Through the black tree-trunks steals a wavering glow from where the lone priestess of Hestia tends the eternal flame that forever burns on the Prytaneum. From either side of Dion's tent he hears the deep, regular breathing of his twin brothers, men of tremendous strength and stature like to their father, who have won fame almost equal to his—one as a wrestler, the other as a boxer. Veterans are they in many a hard-fought contest at the great games—Olympic, Pythian, Nemean, and Isthmian—and, certain of success, rest untroubled by any feverish imaginings.
Dion's thoughts go back to that Olympiad in which his brothers scored a double victory for Croton. Before the silent multitude that day Glaucus blessed his sons for the glory they had brought him.
Every honor was heaped on the winners that Greece had to bestow. World poets and singers gave of their genius to adorn the names of the sons of Glaucus. Phidias himself made them immortal in snowy marble. The journey homeward was one long series of triumphs; and when at last the Olympiad-winners reached distant Croton, a breach was made through the solid masonry of the city wall for their entry, no mere gateway sufficing. Met by the assembled Council of Croton, they were formally installed in the Prytaneum as guests of the city for life.
And Dion, still thrilling at the remembrance of that day, falls asleep.

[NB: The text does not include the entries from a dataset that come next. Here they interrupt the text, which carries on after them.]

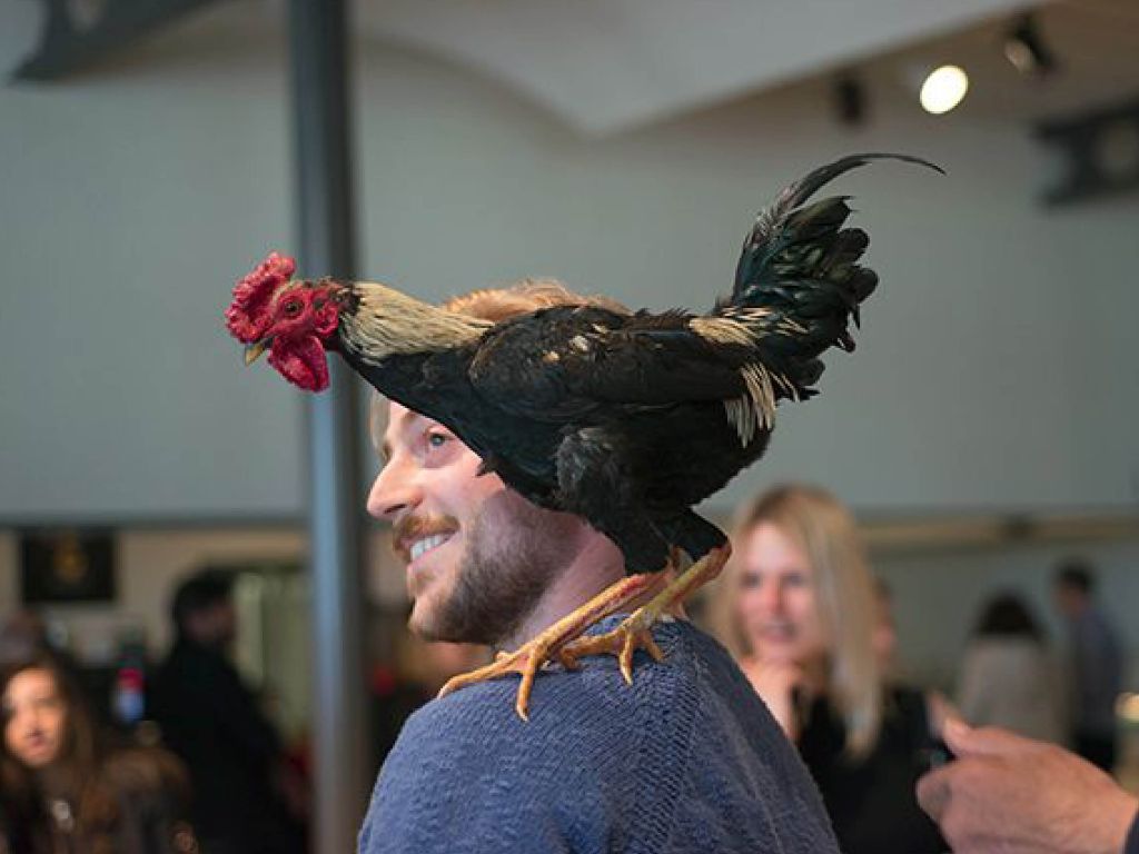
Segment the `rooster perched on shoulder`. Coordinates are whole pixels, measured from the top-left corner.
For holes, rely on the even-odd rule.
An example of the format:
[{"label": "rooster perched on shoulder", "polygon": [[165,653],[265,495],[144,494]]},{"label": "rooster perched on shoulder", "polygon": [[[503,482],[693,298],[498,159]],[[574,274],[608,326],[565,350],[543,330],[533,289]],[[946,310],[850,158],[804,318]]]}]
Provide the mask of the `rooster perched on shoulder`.
[{"label": "rooster perched on shoulder", "polygon": [[[937,169],[855,155],[790,184],[748,232],[731,295],[703,315],[563,305],[492,323],[383,285],[293,280],[293,261],[276,254],[238,282],[226,319],[247,364],[268,348],[286,379],[319,392],[326,351],[339,352],[383,395],[453,430],[484,471],[583,517],[624,555],[629,578],[444,691],[521,672],[525,717],[550,657],[617,652],[626,680],[637,647],[659,657],[653,622],[728,556],[724,534],[693,506],[760,458],[780,400],[814,394],[826,350],[854,348],[850,321],[877,285],[858,263],[866,233],[844,228],[846,197],[808,202],[884,157]],[[580,637],[644,592],[647,574],[671,568],[677,550],[694,565],[614,632]]]}]

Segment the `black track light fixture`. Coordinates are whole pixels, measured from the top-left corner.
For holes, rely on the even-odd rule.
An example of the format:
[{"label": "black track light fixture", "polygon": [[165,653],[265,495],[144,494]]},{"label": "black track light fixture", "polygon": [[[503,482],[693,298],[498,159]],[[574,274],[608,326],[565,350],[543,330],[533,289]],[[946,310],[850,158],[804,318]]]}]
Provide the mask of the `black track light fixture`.
[{"label": "black track light fixture", "polygon": [[1016,69],[1030,77],[1044,77],[1057,68],[1056,55],[1040,35],[1036,17],[1019,17],[1005,36],[1005,56]]}]

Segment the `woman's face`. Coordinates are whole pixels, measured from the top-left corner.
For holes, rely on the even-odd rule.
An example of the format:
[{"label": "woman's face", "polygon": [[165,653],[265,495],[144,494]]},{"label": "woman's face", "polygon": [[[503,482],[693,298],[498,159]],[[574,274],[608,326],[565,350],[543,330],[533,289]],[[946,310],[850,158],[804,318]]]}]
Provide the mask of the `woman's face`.
[{"label": "woman's face", "polygon": [[41,769],[58,758],[64,742],[67,712],[55,678],[30,667],[8,682],[3,692],[5,745],[30,769]]},{"label": "woman's face", "polygon": [[803,550],[763,522],[745,536],[740,552],[737,616],[756,658],[798,665],[825,658],[814,573]]}]

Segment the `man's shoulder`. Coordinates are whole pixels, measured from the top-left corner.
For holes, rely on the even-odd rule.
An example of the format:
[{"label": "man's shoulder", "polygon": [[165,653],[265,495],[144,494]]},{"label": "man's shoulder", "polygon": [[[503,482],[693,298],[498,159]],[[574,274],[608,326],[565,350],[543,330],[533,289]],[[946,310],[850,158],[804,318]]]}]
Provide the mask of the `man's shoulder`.
[{"label": "man's shoulder", "polygon": [[825,828],[802,763],[722,647],[681,622],[654,637],[665,659],[638,652],[631,685],[612,656],[543,670],[528,721],[514,711],[518,678],[427,704],[384,764],[361,849],[601,851],[617,839],[664,851],[699,827],[699,838],[738,836],[723,849],[741,851],[781,832],[772,814]]},{"label": "man's shoulder", "polygon": [[[551,665],[540,671],[530,698],[528,720],[515,713],[521,678],[508,675],[478,682],[426,704],[408,720],[401,741],[434,741],[442,737],[469,748],[517,746],[552,733],[613,731],[653,721],[656,731],[682,723],[664,714],[670,704],[695,701],[697,693],[732,681],[735,665],[722,648],[685,622],[655,631],[665,654],[654,662],[638,650],[632,684],[621,676],[613,656],[590,656],[567,671]],[[738,672],[738,671],[737,671]],[[639,720],[640,718],[640,720]]]}]

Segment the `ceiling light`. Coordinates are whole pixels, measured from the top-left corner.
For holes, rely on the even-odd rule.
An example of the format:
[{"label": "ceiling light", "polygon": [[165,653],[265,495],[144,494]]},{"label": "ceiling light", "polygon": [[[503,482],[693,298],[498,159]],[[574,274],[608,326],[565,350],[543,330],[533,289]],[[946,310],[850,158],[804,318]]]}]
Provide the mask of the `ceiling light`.
[{"label": "ceiling light", "polygon": [[1056,57],[1040,38],[1032,15],[1025,15],[1005,36],[1005,56],[1021,74],[1043,77],[1056,69]]},{"label": "ceiling light", "polygon": [[956,65],[943,65],[929,73],[921,84],[918,99],[926,113],[948,113],[969,91],[969,75]]}]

In the gray hour just before dawn Hippomaches rouses the boy from an uneasy slumber, and then with the clear oil rubs out every trace of stiffness from the lithe polished limbs of his charge. The nude youth stands in his manly beauty like a statue to Speed carved in ivory, his white skin crimson-tinged where the friction has brought the warm blood to the surface, while the coiling muscles ripple with every movement across the slim sinewy frame, from which years of training have taken away every ounce of useless fat.